La tra­mu­ta­zione della ele­zione del capo dello Stato in una que­stione di governo (con la leg­genda per cui un mini­stro non può non votare per il pre­si­dente che auto­rizza Palazzo Chigi a tra­mu­tarsi in sede di incon­tri di dele­ga­zioni) indica, per chi intenda coglierli, segnali inquie­tanti di sci­vo­la­mento verso forme di pre­mie­rato totale senza argini e con­trolli effi­caci. Per la prima volta il Por­cel­lum (non a caso dichia­rato inco­sti­tu­zio­nale) dispiega in maniera tra­spa­rente i suoi effetti asso­lu­ti­stici. In un par­la­mento di nomi­nati, che spe­rano nella rie­le­zione, e nella destrut­tu­ra­zione delle fun­zioni dell’opposizione (disgre­gata, addor­men­tata), il capo di un par­tito con il 25 per cento può fare ciò che crede.

Men­tre in Ita­lia il con­for­mi­smo dei media rac­conta la sto­riella secondo cui pro­prio con il metodo Qui­ri­nale (quando pro­prio il pirata con­qui­sta il con­trollo della nave, è chiaro che il suo ordine non avrà tra­sgres­sori) sarebbe da cele­brare una bella meta­mor­fosi ormai avve­nuta del ragazzo ambi­zioso di Rignano in uno sta­ti­sta o in un puro ani­male poli­tico come dice Mas­simo Cac­ciari, in Europa le tv ridono di Renzi. E mostrano il pre­mier che arriva in ritardo da Mar­tin Schulz, che aspetta con insof­fe­renza e infa­sti­dito va a pren­dere un caffè. Sem­bra la rie­di­zione della sce­netta di Ber­lu­sconi che si pre­senta in ritardo dalla Mer­kel. E le tv fran­cesi rica­mano pro­prio sulla frat­tura cari­ca­tu­rale tra la sobrietà tede­sca e la improv­vi­sa­zione ita­liana di un capo di governo che inter­rompe la con­ver­sa­zione per fare un sel­fie, sba­di­glia in con­fe­renza stampa, dà segnali di noia e di insof­fe­renza, con il cel­lu­lare sem­pre in mano.

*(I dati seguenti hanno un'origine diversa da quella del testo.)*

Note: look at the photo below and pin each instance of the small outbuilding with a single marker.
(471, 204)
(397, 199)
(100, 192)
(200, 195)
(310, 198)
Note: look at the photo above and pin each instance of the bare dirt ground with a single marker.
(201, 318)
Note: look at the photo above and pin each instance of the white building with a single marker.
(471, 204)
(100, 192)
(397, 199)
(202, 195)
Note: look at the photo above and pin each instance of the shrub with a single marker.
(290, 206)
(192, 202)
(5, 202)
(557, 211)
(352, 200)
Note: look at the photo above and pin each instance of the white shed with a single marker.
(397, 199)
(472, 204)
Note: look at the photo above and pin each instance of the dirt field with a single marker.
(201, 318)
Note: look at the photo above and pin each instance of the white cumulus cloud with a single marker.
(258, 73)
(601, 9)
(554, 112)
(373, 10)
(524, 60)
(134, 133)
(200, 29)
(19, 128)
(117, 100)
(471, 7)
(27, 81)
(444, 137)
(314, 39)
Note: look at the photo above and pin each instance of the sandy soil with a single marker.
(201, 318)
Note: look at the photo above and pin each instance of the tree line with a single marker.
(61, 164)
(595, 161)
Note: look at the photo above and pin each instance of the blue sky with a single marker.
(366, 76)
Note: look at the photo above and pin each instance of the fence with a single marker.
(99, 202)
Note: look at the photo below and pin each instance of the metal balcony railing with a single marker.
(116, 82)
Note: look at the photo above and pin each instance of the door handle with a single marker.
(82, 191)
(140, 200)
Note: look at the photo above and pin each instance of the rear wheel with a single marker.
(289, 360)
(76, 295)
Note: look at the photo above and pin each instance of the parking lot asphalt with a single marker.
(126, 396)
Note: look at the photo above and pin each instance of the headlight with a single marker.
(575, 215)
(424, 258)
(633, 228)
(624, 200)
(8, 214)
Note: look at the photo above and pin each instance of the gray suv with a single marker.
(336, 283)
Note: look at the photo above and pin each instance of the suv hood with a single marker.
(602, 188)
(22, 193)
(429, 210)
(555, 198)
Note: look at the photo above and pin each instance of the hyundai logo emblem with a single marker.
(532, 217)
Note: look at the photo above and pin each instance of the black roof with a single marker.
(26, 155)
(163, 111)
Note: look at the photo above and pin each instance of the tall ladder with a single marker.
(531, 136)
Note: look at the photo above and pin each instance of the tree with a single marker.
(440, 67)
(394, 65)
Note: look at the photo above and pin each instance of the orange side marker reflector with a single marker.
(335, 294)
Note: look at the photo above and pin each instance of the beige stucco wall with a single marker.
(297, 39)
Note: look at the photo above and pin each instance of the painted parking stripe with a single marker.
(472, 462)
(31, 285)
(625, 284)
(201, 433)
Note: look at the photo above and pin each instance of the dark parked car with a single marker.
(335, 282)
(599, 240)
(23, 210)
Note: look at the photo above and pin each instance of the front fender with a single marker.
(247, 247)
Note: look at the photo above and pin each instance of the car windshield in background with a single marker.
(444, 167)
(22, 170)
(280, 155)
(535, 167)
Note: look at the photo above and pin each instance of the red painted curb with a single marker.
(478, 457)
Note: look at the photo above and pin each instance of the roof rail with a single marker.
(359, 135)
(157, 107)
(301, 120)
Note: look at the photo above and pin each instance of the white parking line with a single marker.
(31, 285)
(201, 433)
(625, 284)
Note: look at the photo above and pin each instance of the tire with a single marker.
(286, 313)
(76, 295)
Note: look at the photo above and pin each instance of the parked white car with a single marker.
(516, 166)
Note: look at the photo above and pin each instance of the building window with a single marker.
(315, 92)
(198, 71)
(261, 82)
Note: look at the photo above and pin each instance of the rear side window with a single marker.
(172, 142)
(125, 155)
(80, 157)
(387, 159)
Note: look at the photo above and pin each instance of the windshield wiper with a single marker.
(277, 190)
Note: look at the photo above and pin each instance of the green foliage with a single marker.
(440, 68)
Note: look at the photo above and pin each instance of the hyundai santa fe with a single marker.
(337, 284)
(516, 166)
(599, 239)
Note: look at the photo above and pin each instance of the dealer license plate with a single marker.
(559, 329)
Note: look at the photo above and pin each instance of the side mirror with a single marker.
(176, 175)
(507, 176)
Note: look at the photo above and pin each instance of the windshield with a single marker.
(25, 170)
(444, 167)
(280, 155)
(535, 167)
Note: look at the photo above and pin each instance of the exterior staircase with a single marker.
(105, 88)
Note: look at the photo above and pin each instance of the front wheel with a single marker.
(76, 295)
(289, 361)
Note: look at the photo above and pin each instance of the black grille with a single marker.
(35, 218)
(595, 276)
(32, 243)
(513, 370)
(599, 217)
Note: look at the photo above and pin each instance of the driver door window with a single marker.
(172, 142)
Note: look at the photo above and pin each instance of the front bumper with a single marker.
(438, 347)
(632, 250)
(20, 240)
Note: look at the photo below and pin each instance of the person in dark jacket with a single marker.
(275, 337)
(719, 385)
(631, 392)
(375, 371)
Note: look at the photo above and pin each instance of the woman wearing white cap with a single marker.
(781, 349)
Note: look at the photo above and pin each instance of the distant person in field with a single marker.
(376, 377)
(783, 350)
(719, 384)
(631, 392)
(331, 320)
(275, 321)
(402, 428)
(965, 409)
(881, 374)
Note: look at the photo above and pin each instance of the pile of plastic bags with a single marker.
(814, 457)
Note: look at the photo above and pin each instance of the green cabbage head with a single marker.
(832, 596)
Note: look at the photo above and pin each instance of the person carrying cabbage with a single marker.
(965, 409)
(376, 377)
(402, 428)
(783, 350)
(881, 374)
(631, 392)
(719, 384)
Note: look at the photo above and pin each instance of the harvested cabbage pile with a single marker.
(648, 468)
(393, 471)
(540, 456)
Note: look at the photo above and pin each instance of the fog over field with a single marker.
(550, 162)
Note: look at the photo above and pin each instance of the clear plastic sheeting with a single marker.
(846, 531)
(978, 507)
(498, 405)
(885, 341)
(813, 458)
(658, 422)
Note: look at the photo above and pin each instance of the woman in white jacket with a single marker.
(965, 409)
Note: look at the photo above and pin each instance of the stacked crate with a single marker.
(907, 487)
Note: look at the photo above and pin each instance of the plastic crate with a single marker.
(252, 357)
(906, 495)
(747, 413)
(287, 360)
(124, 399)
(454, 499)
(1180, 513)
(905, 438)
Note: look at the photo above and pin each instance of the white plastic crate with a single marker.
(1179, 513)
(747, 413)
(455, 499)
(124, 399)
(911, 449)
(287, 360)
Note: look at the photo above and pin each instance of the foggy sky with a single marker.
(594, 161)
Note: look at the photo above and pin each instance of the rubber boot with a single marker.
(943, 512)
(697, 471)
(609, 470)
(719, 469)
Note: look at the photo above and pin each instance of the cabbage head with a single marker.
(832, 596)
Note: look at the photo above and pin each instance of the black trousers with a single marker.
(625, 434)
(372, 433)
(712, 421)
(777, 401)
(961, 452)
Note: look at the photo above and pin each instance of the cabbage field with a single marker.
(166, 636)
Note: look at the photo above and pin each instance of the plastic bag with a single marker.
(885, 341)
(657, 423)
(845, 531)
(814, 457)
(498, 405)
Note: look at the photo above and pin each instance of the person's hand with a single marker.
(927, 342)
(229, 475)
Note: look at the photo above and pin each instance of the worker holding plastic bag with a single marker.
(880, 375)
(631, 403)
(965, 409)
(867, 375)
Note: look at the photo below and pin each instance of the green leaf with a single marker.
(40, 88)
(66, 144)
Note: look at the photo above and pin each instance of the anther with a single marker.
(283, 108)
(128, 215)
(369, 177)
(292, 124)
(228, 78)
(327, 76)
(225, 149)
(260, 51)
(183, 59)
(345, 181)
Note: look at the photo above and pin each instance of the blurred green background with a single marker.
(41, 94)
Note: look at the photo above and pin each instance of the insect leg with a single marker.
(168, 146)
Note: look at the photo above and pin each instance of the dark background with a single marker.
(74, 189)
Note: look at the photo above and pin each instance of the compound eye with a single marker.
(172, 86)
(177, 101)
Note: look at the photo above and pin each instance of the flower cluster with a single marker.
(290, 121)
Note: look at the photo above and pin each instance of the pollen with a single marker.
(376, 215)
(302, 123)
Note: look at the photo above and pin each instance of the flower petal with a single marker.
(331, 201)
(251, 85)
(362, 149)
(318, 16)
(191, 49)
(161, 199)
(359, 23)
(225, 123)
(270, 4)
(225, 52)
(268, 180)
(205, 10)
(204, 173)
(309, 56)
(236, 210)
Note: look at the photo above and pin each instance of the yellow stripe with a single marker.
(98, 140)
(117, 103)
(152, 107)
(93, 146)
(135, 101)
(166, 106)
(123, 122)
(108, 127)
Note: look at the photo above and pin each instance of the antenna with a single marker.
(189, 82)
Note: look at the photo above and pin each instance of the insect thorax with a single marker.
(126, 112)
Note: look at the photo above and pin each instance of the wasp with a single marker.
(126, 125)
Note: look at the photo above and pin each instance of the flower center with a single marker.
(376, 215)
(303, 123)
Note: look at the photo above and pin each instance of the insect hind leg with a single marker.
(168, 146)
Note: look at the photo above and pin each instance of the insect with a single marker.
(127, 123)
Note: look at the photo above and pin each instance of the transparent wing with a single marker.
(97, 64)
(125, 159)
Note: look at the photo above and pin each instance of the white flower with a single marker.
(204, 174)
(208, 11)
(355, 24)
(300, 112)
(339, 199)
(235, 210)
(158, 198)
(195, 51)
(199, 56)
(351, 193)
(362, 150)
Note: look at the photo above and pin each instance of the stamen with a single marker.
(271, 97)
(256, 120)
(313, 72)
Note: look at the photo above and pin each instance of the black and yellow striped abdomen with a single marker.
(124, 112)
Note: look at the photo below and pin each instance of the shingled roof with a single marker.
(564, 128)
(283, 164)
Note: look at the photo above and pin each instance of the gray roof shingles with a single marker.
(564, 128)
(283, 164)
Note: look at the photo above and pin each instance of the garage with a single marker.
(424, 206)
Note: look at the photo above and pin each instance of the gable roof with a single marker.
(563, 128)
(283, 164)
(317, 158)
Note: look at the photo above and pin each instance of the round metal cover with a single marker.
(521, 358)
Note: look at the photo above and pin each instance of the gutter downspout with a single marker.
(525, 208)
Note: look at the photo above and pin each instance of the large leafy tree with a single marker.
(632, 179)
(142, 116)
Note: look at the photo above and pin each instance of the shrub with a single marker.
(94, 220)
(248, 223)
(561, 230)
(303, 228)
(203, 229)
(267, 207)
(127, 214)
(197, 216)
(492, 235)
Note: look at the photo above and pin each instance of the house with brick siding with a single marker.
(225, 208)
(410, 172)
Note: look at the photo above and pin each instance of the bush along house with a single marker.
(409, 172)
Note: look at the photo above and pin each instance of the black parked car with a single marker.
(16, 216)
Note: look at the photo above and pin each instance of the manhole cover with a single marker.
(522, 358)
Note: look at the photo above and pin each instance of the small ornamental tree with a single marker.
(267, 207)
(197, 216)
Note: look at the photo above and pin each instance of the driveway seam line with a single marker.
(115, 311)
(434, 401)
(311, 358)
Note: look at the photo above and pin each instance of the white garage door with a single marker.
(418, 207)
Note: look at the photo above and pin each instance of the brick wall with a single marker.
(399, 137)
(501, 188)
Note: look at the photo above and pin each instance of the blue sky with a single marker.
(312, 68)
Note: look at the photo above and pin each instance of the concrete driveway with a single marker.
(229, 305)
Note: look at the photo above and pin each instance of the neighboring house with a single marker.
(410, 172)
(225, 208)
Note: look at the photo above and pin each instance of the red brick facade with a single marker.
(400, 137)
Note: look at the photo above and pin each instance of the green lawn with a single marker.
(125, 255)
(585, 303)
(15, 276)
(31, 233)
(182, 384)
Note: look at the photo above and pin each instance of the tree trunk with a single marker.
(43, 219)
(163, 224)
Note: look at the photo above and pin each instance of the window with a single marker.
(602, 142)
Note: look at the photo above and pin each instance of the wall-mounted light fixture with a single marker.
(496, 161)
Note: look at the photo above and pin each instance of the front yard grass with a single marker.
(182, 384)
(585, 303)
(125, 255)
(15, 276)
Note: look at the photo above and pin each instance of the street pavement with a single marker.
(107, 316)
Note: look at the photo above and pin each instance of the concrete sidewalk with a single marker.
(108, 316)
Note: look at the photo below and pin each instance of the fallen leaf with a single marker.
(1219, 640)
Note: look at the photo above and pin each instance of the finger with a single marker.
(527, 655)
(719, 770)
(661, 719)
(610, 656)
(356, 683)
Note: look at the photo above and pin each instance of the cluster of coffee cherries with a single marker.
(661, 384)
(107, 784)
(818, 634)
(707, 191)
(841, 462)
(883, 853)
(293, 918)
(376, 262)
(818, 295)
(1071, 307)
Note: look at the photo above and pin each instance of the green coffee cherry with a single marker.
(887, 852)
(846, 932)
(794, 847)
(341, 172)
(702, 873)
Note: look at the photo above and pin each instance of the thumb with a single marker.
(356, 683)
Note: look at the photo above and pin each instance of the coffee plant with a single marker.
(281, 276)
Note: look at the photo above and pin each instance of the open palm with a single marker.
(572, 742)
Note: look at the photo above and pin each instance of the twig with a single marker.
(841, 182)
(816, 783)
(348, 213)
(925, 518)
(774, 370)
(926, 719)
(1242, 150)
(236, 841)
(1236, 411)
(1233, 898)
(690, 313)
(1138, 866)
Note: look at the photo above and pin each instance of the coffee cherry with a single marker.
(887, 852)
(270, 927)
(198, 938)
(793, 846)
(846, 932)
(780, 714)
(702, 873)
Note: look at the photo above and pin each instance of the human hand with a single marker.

Tra lo stile sobrio di Mat­ta­rella e le smor­fie del royal baby esi­ste un abisso. Non sono affatto com­ple­men­tari i due mondi, come dicono gli adu­la­tori. Sono oppo­sti e lo scon­tro tra le loro due cul­ture delle isti­tu­zioni sarà ine­vi­ta­bile. Nella carenza di oppo­si­zione e nel domi­nio asso­luto, che le alchi­mie del mag­gio­ri­ta­rio in salsa Por­cel­lum prima e ora Ita­li­cum con­se­gnano al pre­mier unto dai gazebo, pro­prio al Qui­ri­nale toc­cherà difen­dere dei pre­ziosi equi­li­bri minac­ciati. Se resterà fedele a quel solido costi­tu­zio­na­li­smo demo­cra­tico, che lo avvi­cina molto alla lim­pida cul­tura isti­tu­zio­nale di Leo­poldo Elia, il nuovo pre­si­dente saprà tenere testa alle sem­pli­fi­ca­zioni del sin­daco d’Italia. Certo è che nella sua opera di custode non dovrà lasciarsi inti­mo­rire dalla ine­vi­ta­bile soli­tu­dine del capo dello Stato fedele alla costi­tu­zione. Il peso della soli­tu­dine lo toc­cherà con mano per­ché que­sto è un cupo tempo di sla­vina costituzionale.